Sorry, but there isn’t any silver bullet here, you’re pretty much responsible for finding what works for you -- tricks your fellow call center managers use to get dazzling results might fall flat for your call center. Things like the size of your center, the culture of your company and the people in your company do matter. Employee satisfaction isn’t a one-size-fits-all checklist.

That said, however, Monet does a good job setting out a few ideas for how you should be approaching things:

Practice clear communication. This would include what you expect from agents, letting them know exactly how their performance will be measured -- and sticking to it.

Include agents into problem solving. Let them see reports and metrics and discuss ideas for improvements with them.

Provide recognition of employees. Publicly and individually.
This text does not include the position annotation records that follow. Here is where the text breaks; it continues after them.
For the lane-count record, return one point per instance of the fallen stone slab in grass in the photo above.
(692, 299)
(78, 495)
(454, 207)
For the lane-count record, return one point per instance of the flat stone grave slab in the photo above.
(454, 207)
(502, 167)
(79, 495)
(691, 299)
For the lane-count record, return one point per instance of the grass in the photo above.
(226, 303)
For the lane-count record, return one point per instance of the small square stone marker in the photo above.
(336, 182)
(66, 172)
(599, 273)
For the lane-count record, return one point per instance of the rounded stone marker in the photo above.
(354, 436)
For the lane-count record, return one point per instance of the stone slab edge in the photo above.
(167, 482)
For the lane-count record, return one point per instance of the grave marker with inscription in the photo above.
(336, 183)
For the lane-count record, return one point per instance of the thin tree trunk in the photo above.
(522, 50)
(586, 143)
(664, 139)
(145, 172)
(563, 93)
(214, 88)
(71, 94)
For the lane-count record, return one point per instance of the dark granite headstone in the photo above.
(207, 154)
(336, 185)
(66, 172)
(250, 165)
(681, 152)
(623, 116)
This lets them know they’re valued members of the organization.

Make employees more knowledgeable: Develop your employees' skills through training and coaching.

Build confidence. If your agents have sufficient training and coaching, and get constructive, specific feedback to help them do their jobs better, they’re far more confident.

Create teams that work well together.

Provide a good infrastructure as far as office, chairs, headsets, that kind of thing.

Allow flexible schedules for start- and end-time flexibility.

Try for good resource planning with accurate forecasting and scheduling helps reduce stress.

Lead by example. Actions speak louder than words and mission statements.